The amendment regards bad business loans and was attached to a Justice Ministry bill, which is being discussed at the relevant parliamentary committee. The Greek government proposes the write off of up to approximately half of 40 billion euros in bad loans in order to accommodate small business that have been hammered by the ongoing crisis.

According to Mr. Dendias, this amendment was the result of hard work and close cooperation with social partners, the Hellenic Bank Association, the lenders and the European Central Bank and its aim is to to exhaust the possibilities of the system and the economy and “succeed in the restart of the Greek market.” Continuing, the outgoing Minister underlined that it is part of “an effort to relieve the debt of professionals and businesses, first of all to the lenders and is linked to the measures for the repayment of arrears to the State and the social insurance funds in installments.”

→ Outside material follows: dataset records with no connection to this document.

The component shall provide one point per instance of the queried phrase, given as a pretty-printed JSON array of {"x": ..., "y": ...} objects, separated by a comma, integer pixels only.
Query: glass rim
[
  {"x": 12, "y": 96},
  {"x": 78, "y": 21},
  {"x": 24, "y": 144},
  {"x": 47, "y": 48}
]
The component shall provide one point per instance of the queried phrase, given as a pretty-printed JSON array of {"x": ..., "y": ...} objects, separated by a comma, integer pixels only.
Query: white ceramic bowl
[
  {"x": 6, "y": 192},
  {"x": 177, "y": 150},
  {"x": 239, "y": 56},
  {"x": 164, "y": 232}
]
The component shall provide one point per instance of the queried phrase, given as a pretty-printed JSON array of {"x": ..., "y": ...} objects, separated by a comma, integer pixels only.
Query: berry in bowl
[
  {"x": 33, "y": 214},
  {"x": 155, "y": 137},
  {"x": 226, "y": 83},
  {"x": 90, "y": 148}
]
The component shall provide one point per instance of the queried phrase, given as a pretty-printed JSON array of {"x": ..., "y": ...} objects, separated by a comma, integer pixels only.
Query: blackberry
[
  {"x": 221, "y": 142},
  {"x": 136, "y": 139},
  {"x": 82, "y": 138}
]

According to the government, about 180,000 small and medium businesses were eligible for a write-off of up to 50% of overdue debt to banks if they started making payments again, while currently the amendment targets almost 165,000 minor businesses, providing more than 700,000 job positions, that owe an average of 45,000 euros each to the banks. “These are businesses that have been badly hurt by the crisis and survived. It is our moral obligation to do that for them,” Mr. Dendias underlined, concluding that the European Union and International Monetary Fund lenders were positive towards the move, but some details still need to be arranged.